Football au Royaume-Uni : huit leçons d'un scandale

Actualité Publié le 02.12.2016

 Wayne Rooney

Depuis la révélation le 16 novembre dernier par le footballeur Andy Woodward des agressions sexuelles qu'il a subi de son entraîneur lorsqu'il était adolescent, le scandale ne cesse de prendre de l'ampleur.

L'association NSPCC (National Society for Protection of Children against Cruelty) a mis en place une ligne téléphonique dédiée qui a recueilli pas moins de 350 témoignages en quelques jours. D'autres footballeurs connus comme Steve Walters and Paul Stewart. Cette affaire n'en est qu'à ses débuts, mais les leçons que nous pouvons d'ores et déjà en tirer sont multiples

1. Les crimes sexuels sur mineurs concernent aussi les hommes. C'est pourquoi Face à l'inceste a mis en place une page dédiée aux survivants hommes et les accueille bien sûr dans les groupes de parole.

2. Les victimes sont nombreuses. 350 personnes, à l'échelle du tout petit monde du football professionnel, c'est énorme. En France Face à l'inceste estime à 4 millions le nombre de survivants de l'inceste.

3. Les survivants hommes ont encore plus de mal à en parler que les femmes, pour des raisons culturelles. On estime à tort qu'un homme est grand et fort et capable de se défendre tout seul. Or un garçon de 11 ou 13 ans a bien peu de moyens pour se défendre contre un adulte est en position d'autorité comme une entraîneur sportif. 

4. Les conséquences à long terme sont lourdes.  Andy Woodward a 43 ans aujourd'hui, il a cessé de jouer à 29 ans, en raison de sa fragilité psychologique consécutive à l'agression. Il a songé au suicide "au moins 10 fois", selon son témoignage publié par The Guardian. Il a souffert de dépression et d'anxiété malgré une carrière plutôt brillante. "Ma vie a été ruinée jusqu'à l'âge de 43 ans", résume-t-il.

5. Il faut du temps aux survivants pour sortir du silence. Trente ans dans le cas d'Andy Woodward. Combien sont morts avant d'avoir parlé ? 

5. La force d'un témoignage public. Le fait qu'un survivant parle publiquement encourage les autres à le faire, et à chercher le soutien qui leur a longtemps manqué faute de pouvoir dire ce qu'on leur a fait subir.

7. Le prix du silence. Nous avons appris qu'un club de football (Chelsea) qui avait payé un survivant 50.000£  pour qu'il se taise (sources: The Gardian 29/11/2016, Le Monde 30/11/2016). Malheureusement, la protection de la réputation d'une institution a encore trop souvent la priorité sur celle des survivants. Il faut que cela change !

8. Il n'existe pas de prescription judiciaire au Royaume Uni, contrairement à la France. Dans le cas où l'agresseur n'est pas décédé, il est donc possible pour les victimes présumées de porter plainte, même longtemps après les faits.
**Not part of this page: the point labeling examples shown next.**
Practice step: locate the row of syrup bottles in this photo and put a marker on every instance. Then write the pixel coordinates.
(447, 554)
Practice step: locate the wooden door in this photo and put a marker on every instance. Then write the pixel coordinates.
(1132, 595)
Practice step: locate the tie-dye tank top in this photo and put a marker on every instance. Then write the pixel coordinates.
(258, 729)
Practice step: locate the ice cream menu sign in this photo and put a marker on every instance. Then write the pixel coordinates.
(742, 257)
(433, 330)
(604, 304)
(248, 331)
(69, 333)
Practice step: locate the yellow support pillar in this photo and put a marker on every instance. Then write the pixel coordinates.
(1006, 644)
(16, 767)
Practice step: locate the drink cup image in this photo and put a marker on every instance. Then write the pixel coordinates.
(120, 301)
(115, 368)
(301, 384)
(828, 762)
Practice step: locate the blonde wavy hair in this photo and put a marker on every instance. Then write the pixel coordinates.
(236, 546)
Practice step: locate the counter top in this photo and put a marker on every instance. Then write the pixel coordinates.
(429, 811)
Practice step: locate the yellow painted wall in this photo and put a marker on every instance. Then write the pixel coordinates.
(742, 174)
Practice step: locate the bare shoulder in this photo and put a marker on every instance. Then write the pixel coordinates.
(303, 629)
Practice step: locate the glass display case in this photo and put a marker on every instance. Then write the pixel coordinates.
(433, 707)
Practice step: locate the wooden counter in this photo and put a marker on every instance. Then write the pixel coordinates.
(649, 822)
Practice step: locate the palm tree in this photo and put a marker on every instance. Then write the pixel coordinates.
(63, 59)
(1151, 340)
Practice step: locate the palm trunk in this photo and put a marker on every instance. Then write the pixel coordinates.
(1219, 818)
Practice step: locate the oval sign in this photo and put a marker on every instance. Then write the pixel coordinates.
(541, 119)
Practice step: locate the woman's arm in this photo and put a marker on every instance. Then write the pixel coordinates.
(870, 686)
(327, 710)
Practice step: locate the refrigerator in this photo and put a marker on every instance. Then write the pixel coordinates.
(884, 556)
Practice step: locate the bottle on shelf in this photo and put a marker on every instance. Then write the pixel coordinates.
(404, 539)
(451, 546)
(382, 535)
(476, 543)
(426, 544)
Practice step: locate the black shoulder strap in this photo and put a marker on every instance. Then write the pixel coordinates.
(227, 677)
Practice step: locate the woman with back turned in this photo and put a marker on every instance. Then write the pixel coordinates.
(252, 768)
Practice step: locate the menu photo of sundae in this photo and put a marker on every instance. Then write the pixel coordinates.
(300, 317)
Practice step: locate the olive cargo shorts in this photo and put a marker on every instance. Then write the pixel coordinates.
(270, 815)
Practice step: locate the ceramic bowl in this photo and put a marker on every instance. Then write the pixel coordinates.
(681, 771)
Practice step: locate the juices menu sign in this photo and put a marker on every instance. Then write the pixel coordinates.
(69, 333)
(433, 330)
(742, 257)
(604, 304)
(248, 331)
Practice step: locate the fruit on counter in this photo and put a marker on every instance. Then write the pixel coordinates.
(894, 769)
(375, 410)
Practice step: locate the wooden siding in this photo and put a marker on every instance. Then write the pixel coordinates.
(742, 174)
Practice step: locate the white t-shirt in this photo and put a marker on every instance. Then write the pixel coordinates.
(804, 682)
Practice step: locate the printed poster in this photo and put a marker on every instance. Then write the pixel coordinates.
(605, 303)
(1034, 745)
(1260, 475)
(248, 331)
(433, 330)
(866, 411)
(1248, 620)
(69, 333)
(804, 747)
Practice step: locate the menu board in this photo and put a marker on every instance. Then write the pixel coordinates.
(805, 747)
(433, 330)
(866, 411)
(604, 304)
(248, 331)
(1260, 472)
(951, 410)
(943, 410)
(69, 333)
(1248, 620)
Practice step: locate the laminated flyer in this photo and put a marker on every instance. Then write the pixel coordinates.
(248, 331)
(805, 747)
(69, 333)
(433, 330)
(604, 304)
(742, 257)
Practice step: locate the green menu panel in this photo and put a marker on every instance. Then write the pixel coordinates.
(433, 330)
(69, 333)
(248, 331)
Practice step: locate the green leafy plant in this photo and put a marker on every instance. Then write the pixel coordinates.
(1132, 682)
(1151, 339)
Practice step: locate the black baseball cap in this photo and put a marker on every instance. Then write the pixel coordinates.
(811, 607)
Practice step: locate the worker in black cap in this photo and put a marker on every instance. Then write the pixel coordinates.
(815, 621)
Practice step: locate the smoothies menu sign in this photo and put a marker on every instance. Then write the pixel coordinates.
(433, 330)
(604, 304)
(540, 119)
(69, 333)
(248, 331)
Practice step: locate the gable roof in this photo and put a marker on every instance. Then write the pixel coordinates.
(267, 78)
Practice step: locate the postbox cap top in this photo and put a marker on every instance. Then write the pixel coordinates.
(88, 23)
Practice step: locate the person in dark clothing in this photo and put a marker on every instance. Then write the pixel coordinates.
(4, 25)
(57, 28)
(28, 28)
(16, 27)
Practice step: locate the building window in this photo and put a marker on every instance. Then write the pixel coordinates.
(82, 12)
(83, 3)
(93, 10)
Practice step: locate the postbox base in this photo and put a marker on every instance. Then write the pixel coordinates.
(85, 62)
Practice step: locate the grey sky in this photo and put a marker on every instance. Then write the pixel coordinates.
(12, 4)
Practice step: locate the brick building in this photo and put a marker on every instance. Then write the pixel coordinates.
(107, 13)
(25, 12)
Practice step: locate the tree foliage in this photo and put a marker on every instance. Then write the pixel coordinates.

Sans céder à la panique ou à la paranoïa, il nous faut ouvrir les yeux pour constater que les survivants de l'inceste et des crimes sexuels sur mineurs sont nombreux, et qu'ils sont souvent invisibles. Le grand défi pour la société dans son ensemble est de protéger tous les enfants. Cela nécessite par des actions de prévention et d'information, de formation enseignants et des professionnels de santé, et aussi par une justice efficace et diligente dotée de moyens suffisants. Les associations ne peuvent pas tout faire, et c'est pourquoi Face à l'inceste demande au gouvernement un véritable Plan 'inceste' pour traiter ce que l'OMS qualifie de fléau pour la santé publique. Assez de scandales, assez de déni ! Il est temps d'agir pour aider les survivants et protéger nos enfants.